Surprising Enforcement and the Transparency Gap
The New York City Department of Buildings (DOB) concluded its most recent fiscal period with an aggressive sweep of 705 construction sites across all five boroughs. This enforcement "blitz" revealed violations at 14% of inspected locations, resulting in 50 immediate stop-work orders. While DOB Commissioner Ahmed Tigani reported a 33% drop in injuries for 2025—the lowest level in a decade—fatalities actually increased to 10 reported deaths, up from seven in previous years. This statistical divergence has led industry analysts to question whether the drop in injury data reflects a genuine improvement in safety or a significant decline in incident reporting due to external pressures.

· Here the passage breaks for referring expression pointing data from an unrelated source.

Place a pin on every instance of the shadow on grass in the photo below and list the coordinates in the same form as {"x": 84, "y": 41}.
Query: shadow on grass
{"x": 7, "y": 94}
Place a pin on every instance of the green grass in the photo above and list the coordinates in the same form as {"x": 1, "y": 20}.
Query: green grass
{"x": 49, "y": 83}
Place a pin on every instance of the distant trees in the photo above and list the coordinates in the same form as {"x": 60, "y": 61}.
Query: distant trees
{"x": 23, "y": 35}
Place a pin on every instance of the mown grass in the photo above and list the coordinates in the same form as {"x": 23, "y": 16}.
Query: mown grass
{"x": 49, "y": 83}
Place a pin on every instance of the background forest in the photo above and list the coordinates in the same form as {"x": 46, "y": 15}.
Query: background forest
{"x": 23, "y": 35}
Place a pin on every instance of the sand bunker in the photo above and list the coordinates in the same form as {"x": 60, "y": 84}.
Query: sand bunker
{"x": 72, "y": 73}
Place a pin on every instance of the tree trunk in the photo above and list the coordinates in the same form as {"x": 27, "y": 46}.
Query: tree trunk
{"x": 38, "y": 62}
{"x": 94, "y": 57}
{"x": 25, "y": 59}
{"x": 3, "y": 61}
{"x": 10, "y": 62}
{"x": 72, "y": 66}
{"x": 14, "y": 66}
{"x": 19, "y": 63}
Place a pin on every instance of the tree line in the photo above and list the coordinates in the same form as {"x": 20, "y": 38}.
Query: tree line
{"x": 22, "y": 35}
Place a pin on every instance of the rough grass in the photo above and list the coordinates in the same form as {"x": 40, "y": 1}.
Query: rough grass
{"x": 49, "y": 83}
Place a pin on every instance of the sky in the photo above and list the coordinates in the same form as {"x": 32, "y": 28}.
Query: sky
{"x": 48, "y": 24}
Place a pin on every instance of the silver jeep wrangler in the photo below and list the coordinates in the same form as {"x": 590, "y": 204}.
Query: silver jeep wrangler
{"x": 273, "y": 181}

The Immigration Enforcement Shadow
A primary driver of this reporting reluctance is the escalation of Immigration and Customs Enforcement (ICE) activity. Nationwide, the federal government has moved toward a goal of 3,000 deportations per day, with ICE detention populations reaching over 68,000 as of early 2026. In the New York metro area, where approximately 48.9% of construction workers (nearly 290,000 individuals) are foreign-born, the threat of worksite raids is pervasive. Legal experts note that when workers prioritize avoiding federal detection, mandatory safety systems—which rely on employee transparency—become secondary to survival, potentially leaving lethal hazards unaddressed for the entire crew.
Strategic Context and Regional Reliance
New York ranks as one of the most reliant states on foreign-born labor, with immigrants making up 37% of the statewide construction industry and nearly 50% in the city proper. Certain trades show even higher concentrations: 80% of construction laborers in the city are foreign-born, and an estimated 41% of those laborers are undocumented. This demographic reality places New York at the center of a national conflict between local "sanctuary" protections and federal mandates. While city agencies are prohibited from sharing immigrant data with federal authorities, the mere presence of enforcement activity nearby has been shown to chill participation in safety training and the reporting of "near-miss" accidents.